How to fine tune ?

#12

by NickyNicky - opened Sep 28, 2023

Discussion

NickyNicky

Sep 28, 2023

same title ^|

IshaanGupta2311

Sep 28, 2023

same ques, i want to explore an application of these 7B models that i have been thinking about for quite some time

NajiAboo

Sep 28, 2023

looking for same

Lazycuber

Sep 28, 2023

still experimenting with colab finetuning...

silvacarl

Sep 28, 2023

looking for same here as well. so far its amazing...

nadahlberg

Sep 28, 2023

Seems to be mostly working with the default qlora.py script with one small change.

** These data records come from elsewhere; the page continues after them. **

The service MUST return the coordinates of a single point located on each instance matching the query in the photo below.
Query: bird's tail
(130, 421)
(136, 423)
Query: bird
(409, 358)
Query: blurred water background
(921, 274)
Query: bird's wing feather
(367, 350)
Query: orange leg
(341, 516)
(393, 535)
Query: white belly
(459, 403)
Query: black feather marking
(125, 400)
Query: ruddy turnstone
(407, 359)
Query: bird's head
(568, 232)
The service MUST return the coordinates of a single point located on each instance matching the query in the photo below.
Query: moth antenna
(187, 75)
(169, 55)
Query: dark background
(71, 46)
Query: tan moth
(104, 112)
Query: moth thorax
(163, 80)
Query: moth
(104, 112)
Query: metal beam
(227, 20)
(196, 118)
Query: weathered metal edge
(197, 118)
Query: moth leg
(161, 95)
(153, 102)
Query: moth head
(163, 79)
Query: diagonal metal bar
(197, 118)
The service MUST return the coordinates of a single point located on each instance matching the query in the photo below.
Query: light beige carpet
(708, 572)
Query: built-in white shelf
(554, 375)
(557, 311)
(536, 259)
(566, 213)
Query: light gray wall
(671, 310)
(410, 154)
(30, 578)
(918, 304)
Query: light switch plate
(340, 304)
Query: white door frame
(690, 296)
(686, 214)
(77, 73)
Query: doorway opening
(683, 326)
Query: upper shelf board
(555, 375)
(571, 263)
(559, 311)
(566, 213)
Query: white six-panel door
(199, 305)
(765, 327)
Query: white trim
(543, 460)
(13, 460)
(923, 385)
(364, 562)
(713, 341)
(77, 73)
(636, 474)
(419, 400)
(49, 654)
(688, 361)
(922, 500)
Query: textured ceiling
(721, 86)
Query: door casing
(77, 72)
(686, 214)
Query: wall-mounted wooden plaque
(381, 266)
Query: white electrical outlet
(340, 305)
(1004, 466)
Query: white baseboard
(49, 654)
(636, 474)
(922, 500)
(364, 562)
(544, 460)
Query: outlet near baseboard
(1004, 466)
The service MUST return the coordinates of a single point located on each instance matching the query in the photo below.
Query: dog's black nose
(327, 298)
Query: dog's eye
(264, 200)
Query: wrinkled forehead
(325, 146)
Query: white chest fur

This line was causing trouble because mistral's model.config.pad_token_id returns None:

"unk_token": tokenizer.convert_ids_to_tokens(
     model.config.pad_token_id if model.config.pad_token_id != -1 else tokenizer.pad_token_id
),

Adding a None check seems to fix:

"unk_token": tokenizer.convert_ids_to_tokens(
    model.config.pad_token_id if 
    model.config.pad_token_id is not None and model.config.pad_token_id != -1 
    else tokenizer.pad_token_id
),

silvacarl

Sep 28, 2023

•

edited Sep 28, 2023

thx. i am not even sure yet if it needs fine tuning, we are running a bunch of tests on it.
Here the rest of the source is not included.